じょるじゅ。 "天動説の絵本" 2026年5月1日

天動説の絵本
天動説の絵本
安野光雅
立川市にある、PLAY! MUSEUM で開催中の「生誕100周年記念 安野光雅展」にて購入しました。 絵本嫌いな子供時代を過ごした私が好きで読んでいた数少ない絵本の一つが、安野さんの『ふしぎなえ』だったのですが、恥ずかしながらこちらは初見でした。 対象が「小学校中級〜大人まで」となっていたので、「天動説や地動説の詳細について、子供に聞かれることもあるからかな?」と思っていたのですが、大間違いでした。
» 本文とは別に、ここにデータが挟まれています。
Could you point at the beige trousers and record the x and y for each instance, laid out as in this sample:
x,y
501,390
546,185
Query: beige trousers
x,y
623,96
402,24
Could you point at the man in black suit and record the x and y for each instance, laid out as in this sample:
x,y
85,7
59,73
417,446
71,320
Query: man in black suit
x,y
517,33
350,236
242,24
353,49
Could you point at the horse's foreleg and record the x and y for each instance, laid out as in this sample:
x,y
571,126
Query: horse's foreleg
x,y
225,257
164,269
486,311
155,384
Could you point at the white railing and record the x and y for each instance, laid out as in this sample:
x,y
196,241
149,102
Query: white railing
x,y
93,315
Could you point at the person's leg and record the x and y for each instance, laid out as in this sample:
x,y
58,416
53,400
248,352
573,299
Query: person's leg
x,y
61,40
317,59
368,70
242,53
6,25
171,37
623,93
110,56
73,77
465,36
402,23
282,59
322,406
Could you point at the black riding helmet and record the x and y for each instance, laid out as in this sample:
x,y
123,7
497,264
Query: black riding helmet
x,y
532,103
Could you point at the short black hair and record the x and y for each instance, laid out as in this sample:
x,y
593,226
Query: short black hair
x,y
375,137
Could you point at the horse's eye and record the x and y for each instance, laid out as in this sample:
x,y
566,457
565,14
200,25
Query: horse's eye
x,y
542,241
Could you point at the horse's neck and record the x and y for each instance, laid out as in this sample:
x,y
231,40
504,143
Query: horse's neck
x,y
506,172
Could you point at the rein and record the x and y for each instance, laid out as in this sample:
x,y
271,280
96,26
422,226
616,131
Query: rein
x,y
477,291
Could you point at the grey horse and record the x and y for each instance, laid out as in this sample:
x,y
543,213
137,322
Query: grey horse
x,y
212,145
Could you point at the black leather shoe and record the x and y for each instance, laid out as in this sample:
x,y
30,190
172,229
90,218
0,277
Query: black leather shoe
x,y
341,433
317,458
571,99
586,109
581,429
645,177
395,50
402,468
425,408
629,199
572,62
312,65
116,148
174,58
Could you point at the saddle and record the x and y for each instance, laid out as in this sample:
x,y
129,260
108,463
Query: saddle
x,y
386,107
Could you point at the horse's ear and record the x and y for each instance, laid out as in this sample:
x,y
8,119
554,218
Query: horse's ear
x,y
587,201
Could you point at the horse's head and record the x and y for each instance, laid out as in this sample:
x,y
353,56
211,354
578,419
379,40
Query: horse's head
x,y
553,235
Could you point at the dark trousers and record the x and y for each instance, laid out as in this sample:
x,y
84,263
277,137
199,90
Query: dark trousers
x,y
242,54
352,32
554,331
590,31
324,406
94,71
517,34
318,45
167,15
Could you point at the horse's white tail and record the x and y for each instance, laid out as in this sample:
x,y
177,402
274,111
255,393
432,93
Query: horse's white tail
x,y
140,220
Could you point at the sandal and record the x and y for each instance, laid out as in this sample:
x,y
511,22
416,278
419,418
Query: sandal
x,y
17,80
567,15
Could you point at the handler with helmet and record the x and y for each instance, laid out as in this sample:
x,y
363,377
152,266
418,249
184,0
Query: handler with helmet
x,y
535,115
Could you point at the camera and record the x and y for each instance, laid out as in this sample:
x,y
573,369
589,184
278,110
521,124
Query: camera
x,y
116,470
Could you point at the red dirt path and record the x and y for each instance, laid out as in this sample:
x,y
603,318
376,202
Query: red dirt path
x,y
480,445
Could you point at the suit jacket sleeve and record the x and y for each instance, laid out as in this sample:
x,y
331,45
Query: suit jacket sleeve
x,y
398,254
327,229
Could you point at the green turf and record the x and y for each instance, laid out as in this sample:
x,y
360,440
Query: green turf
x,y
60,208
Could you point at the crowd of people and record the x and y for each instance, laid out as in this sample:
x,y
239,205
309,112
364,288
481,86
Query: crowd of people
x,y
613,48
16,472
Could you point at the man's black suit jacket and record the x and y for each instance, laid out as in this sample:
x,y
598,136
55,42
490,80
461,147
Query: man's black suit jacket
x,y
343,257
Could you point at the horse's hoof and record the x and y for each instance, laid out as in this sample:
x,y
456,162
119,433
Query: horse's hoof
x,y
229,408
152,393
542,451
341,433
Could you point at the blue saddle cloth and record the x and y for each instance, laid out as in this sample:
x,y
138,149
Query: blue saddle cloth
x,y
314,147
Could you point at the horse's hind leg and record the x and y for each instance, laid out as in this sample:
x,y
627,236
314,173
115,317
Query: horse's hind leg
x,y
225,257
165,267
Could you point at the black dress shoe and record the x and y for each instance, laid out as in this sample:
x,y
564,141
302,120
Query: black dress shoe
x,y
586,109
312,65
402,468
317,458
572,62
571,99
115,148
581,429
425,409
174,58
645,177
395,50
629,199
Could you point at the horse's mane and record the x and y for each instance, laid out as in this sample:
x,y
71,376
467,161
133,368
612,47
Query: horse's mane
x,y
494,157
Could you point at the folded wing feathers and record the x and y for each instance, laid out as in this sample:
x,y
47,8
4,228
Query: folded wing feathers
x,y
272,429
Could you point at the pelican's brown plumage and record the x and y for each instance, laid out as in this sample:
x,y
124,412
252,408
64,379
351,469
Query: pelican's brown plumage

本当に大人も対象です。 そう感じた理由は、内容や絵も然ることながら、安野さんの「解説とあとがき」に書かれた想いの数々に胸を打たれたからでした。 “天動説を信じていた昔の人びとがまちがっていたことを理由に、古い時代を馬鹿にするような考え方があってはいけません。今日の私たちが、私たちにとっての真理を手に入れるために、天動説の時代はどうしても必要だったのです。” “ここで、知っていることと、わかっていることを区別して考えてみてほしいのです。” “天動説時代に人びとはなにを考え、どのような暮らしをしていたかを理解することができるかどうか、ということです。” 特に最後の2段落は、深く心に突き刺さりました。 どのような言葉なのかは、実際にお手に取ってお確かめいただけますと幸いです。